# HELP...DVD Burning..no workie :(



## Jeepers79 (Aug 18, 2004)

Just got a new HP computer ..Im trying to burn some captured DV onto a DVD for play in my DVD player.  I have the correct + cd's.  Thing is sometimes it will play in the player, then it wont.  
   What is a good software to use?  O just bought ULEAD Disc Creator, and I think it sucks personally!  Im new to the DVD burning world.  Please help.

 Mike


----------



## Jeepers79 (Aug 18, 2004)

no one


----------



## Nephilim (Aug 19, 2004)

Hi,



> Thing is sometimes it will play in the player, then it wont.

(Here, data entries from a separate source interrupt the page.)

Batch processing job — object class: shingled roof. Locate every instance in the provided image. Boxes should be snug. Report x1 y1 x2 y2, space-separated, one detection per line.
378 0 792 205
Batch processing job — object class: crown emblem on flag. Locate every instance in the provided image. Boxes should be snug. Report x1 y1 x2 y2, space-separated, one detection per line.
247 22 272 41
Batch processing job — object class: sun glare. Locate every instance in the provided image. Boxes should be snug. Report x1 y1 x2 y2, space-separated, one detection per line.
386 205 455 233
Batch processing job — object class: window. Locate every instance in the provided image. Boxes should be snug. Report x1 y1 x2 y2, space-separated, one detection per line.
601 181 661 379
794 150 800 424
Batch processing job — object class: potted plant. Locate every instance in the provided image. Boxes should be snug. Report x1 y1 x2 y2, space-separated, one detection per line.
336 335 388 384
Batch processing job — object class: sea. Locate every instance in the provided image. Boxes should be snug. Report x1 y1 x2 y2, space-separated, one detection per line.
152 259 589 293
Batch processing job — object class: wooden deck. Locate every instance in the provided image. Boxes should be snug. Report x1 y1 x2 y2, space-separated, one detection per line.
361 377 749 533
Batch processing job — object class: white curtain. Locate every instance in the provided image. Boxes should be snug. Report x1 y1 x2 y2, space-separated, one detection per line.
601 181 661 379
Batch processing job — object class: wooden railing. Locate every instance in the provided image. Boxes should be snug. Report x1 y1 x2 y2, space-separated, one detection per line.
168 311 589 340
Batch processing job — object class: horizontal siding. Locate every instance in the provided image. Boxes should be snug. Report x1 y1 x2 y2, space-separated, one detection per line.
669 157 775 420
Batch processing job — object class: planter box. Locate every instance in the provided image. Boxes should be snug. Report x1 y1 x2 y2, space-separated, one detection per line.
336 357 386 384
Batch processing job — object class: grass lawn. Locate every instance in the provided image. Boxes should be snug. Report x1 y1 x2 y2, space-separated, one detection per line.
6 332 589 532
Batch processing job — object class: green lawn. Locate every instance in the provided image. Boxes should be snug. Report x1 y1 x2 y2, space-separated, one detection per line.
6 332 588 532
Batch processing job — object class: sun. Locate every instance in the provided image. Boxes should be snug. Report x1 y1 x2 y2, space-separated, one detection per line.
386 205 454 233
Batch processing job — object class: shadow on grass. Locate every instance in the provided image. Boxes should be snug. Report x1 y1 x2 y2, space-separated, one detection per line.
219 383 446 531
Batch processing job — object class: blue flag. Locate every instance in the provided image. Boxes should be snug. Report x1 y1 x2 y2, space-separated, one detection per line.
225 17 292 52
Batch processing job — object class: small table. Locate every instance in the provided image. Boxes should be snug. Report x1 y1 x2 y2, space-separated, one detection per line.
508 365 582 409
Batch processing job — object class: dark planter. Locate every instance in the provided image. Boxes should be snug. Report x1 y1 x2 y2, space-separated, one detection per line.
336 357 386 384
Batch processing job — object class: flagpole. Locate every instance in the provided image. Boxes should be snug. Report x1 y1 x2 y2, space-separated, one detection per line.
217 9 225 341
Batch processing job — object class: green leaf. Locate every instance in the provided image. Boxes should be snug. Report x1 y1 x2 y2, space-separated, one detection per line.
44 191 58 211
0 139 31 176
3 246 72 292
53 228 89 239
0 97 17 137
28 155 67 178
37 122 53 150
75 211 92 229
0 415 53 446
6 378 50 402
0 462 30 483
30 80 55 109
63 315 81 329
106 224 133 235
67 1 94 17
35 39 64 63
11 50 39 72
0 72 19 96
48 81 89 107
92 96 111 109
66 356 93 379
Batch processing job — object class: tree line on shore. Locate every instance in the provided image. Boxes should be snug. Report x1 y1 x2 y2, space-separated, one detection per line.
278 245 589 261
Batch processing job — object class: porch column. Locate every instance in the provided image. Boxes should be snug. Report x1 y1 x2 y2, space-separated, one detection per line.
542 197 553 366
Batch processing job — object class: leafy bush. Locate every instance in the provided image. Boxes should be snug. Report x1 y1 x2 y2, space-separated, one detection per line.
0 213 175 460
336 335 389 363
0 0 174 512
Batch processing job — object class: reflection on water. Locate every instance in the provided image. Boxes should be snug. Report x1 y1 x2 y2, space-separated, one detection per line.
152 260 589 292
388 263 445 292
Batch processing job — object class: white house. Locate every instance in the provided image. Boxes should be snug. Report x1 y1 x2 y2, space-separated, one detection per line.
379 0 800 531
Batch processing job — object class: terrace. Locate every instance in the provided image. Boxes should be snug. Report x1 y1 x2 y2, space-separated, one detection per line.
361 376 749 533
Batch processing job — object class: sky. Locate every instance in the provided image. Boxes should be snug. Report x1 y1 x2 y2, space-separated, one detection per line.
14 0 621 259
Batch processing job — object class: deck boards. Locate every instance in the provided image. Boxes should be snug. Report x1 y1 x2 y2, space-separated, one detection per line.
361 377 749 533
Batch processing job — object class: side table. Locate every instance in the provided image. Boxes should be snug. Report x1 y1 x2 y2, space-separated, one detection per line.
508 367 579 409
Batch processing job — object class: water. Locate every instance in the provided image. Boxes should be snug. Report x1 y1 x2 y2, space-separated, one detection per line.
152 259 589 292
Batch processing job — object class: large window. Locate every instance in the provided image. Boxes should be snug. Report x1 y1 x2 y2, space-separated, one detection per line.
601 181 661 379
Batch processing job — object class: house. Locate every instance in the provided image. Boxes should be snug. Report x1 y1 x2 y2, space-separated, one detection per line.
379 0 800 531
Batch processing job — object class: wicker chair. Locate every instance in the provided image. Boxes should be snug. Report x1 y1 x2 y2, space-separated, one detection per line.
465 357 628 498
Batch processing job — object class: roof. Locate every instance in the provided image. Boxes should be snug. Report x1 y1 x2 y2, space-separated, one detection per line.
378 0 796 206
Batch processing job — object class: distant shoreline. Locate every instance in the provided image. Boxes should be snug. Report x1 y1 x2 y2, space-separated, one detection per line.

Sounds like it may be a media issue. Most often if it's a software problem the disc won't play at all.

What make/model burner are you using? Firmware version? What brand/type media are you using?

Could you run one of the discs through DVD Identifier and post the manufacturer ID?

http://dvd.identifier.cdfreaks.com/


----------



## Praetor (Aug 21, 2004)

> trying to burn some captured DV onto a DVD for play in my DVD player. I have the correct


1. Standalone or PC dvd playback?
2. How fast are you burning?
3. Are you burning a "standard" DVD or are you using a nonstandard bitrate?



> O just bought ULEAD Disc Creator, and I think it sucks personally! Im new to the DVD burning world. Please help


What are the specs on the captured DV footage (resolution, framrate, audio sample rate, audio sample precision)


----------



## Jeepers79 (Aug 24, 2004)

Firmware is 1.26 on a NEC DVD+RW ND-2100AD.  Memorex DVD's at (optimal" burn rate.  for stand alone DVD player.  Not sure on the DV specs  ?  I assume its the Standard DVD rate too

 MIKe


----------



## Praetor (Aug 24, 2004)

> Not sure on the DV specs?


What camera did you use to capture? 



> I assume its the Standard DVD rate too


Im guessing 6Mbit or 8Mbits (depending on the proggie)... there's also 4Mbit, 9Mbit and 10Mbit ... which are all standard (oh joy) and some standalones like it some dont.


----------



## Jeepers79 (Aug 24, 2004)

Its a JVC Mini DV camcorder gr-DVM90u


----------



## Nephilim (Aug 27, 2004)

Did you find the manufacturer ID of the Memorex using the app I listed above?


----------



## Jeepers79 (Aug 27, 2004)

--------------------------------------------------------------------------
Unique Disc Identifier : [DVD+R:RICOHJPN-R01-002]
--------------------------------------------------------------------------
Disc Type :              [DVD+R]
Manufacturer ID :        [RICOHJPN]
Manufacturer Name :      [Ricoh Company Ltd.]
Media Type ID :          [R01]
Product Revision :       [002]
Disc Application Code :  [General Purpose]
Recording Speeds :       [1x , 2.4x , 4x]
Blank Disc Capacity :    [Not Supported By Method 2]
--------------------------------------------------------------------------
[DVD Identifier - http://DVD.Identifier.CDfreaks.com]
--------------------------------------------------------------------------


----------